Actually, Virginians don't have to be reminded that it's election day. The Old Dominion has one of the most-watched off-year races, its battle for governor.
The other hot races are in New Jersey, also the governor's spot, and the 23rd District of New York, where the Conservative Party's vanquishing of the traditional Republican candidate is already giving that group reason to celebrate. We'll see if they're still happy after the polls close tonight.
Here in Texas it's issues rather than people that are dominating the ballot. We have 11 Constitutional questions that must be decided by the voters.
Unfortunately, because of the lack of political glitz and perverse appeal of negative campaign ads, very few of us today will determine which issues pass or fail.
"Yes" for 4: So let me get my personal plug in here now. My fellow Texans, when you vote today, support Proposition 4.
Prop 4 would let seven schools, including my alma mater
It's not going to cost you any tax money. The cash is already in the Higher Education Fund, created years ago to aid campuses, but it has sat dormant. Today's vote for Proposition 4 would establish the National Research University Fund and allow eligible schools to access the current $500 million sooner as long as they meet required standards.
By adding to the Lone Star State's research universities (there now are just three for our whole ginormous state), we'll be able to better compete with California, New York and Massachusetts, all of which have more top research universities.
And it's not just academia that will benefit. With more research being done in Texas, more companies will likely consider moving here, bringing jobs with them, to take advantage of it.
The state House and Senate unanimously approved the measure, but our Constitution requires we voters give it the final OK. So please, vote today and vote for Prop 4.
Politics, schools and tax breaks: Governments have always been involved in schooling. Standards are set and policed.
And tax breaks have been offered so that more kids (and adults) can get and/or continue to improve themselves and their skills.
Below is a look at some of the federal tax breaks that students and their parents can use to make sure young Jimmy and Janie get the proper book learning.
New Hope via American Opportunity Credit: At the federal level, the American Recovery and Reinvestment Act (ARRA) signed into law in February temporarily improves the popular Hope education credit.
For the 2009 and 2010 tax years, the new American Opportunity Credit tweaks the existing Hope Credit.
In addition to upping the credit amount, the American Opportunity Credit can be claimed for expenses for the first four years of post-secondary education, versus the first two years of expenses allowed under the Hope Credit.
The American Opportunity tax break also is available to more folks than was the Hope version.
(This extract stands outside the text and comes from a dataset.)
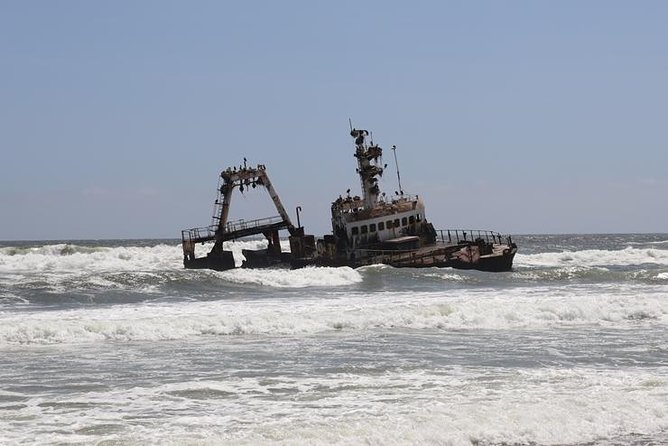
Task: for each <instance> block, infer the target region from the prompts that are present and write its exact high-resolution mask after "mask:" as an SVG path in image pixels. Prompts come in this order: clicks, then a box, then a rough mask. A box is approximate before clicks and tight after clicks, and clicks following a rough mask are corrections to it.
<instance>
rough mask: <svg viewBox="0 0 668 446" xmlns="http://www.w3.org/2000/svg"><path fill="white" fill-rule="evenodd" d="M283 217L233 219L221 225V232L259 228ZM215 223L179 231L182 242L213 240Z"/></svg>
mask: <svg viewBox="0 0 668 446" xmlns="http://www.w3.org/2000/svg"><path fill="white" fill-rule="evenodd" d="M283 222H284V221H283V218H282V217H281V216H279V215H276V216H273V217H267V218H258V219H256V220H243V219H241V220H235V221H230V222H227V223H226V224H225V226H223V231H222V233H223V234H230V233H234V232H241V231H250V232H252V230H253V229H258V230H260V229H261V228H266V227H269V226H272V225H277V224H280V223H283ZM217 230H218V227H217V226H216V225H211V226H206V227H203V228H192V229H184V230H183V231H181V239H182V241H184V242H195V243H198V242H205V241H209V240H214V239H215V238H216V231H217Z"/></svg>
This means more taxpayers who make more money qualify; the full credit is available to filers whose modified adjusted gross income is $80,000 or less; $160,000 or less for married couples filing a joint return.
And it's partially refundable, meaning that those who owe no tax still could claim it and get some money back from Uncle Sam. The refundable portion is 40 percent of the credit, up to a maximum of $1,000.
The list of qualified expenses also has grown. In addition to the standard tuition and required school fees, students now can count the cost of required course materials, such as books, lab supplies and computer software.
Special rules also apply to students attending college in a Midwestern disaster area. For tax-year 2009 only, taxpayers can choose to claim either a special expanded Hope credit of up to $3,600 for the student or the regular American Opportunity Credit.
Lifetime Learning lives: The other widely-used educational credit, the Lifetime Learning Credit, remains on the tax books as is. This tax break can be claimed for 20 percent of your first $10,000 in qualified education expenses, up to a maximum of $2,000. This credit is available for all four years of college, as well as post-school training, and can be claimed by part-time as well as full-time students.
Students attending an eligible institution in a Midwestern disaster area in 2009 get an added break. They can claim a maximum Lifetime Learning Credit of 40 percent of their first $10,000 in eligible expenses, or up to $4,000 per return.
Pell Grants, 529 plans enhanced: Also as part of the ARRA stimulus, the maximum amount of a federal Pell Grant, demand for which has increased during the economic downturn, was increased. Eligible students in the 2009-10 school year can get a $5,350 Pell Grant award.
As for 529 college savings plans, which afford students and families a chance to pay for educational expenses without any tax worries, the new stimulus bill expanded the list of college expenses that can be paid for by such a plan.
For 2009 and 2010, the definition of qualified higher education expenses includes expenses for computer technology and equipment or Internet access and related services as long as they are used by the designated beneficiary of the 529 plan while enrolled at an eligible school.